I don’t doubt that many people believe that guns will keep them safe from the threats and dangers of the unknown in this world.  I do know, from a lifetime of reading the Bible, that this belief is an illusion.  Human life is fragile and finite.  In one sense, we are never safe.  We are all vulnerable.  We are all mortal. If your definition of safety entails living forever without any suffering at all, I’m sorry to tell you you’re out of luck.
But in another sense we are in luck—we are deeply safe, we are all finally OK.  And that is because there is one who watches over us, who is our shade at our right hand, so that the sun shall not strike us by day or the moon by night.  That one watches over our going out and our coming in from this time forth for evermore. That one is with you even in your fragility, your mortality, your loss and your pain.  That one’s love for you is finally more real and more powerful than anything else that might assail you.
Both together and individually, we hold on to those two truths of the Gospel. We will always be vulnerable, and we will always be safe. Our guns will not save us.  Our power will not save us.  Our things will not save us.  The only thing that will save us is the one who came among us in love to assure us that God so loves the world that we all might have eternal life.  You lift up your eyes to the hills:  where does your help come from?  It comes from God, the maker of heaven and earth.

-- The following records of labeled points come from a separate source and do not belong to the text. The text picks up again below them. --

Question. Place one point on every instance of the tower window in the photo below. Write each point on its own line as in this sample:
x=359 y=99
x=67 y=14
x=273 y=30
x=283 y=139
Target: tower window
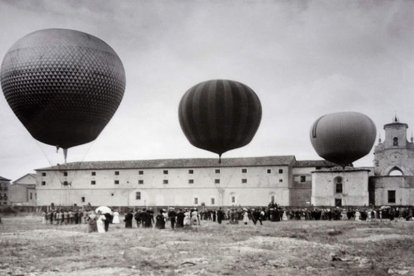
x=395 y=141
x=338 y=185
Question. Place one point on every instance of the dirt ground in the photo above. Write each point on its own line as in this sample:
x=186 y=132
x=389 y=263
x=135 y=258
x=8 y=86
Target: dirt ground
x=28 y=247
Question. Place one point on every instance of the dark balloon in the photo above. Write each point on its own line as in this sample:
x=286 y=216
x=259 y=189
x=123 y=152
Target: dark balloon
x=343 y=137
x=220 y=115
x=63 y=85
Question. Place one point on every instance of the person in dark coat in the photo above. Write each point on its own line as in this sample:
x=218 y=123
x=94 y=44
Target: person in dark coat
x=160 y=220
x=220 y=215
x=180 y=218
x=128 y=219
x=172 y=217
x=107 y=221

As we move together through Lent, let’s remember that its real destination is Easter, the ultimate celebration of God’s love for the world and for you and me. Let us use this season to let go of clinging to the things that won’t save us and to turn to the one who will.  Easter, like baseball, really will eventually arrive.  And when it does, may we all be ready to begin to take in the depth of our safety in the one who so loved the world that he came among us so that we might not perish but have eternal life.  Amen.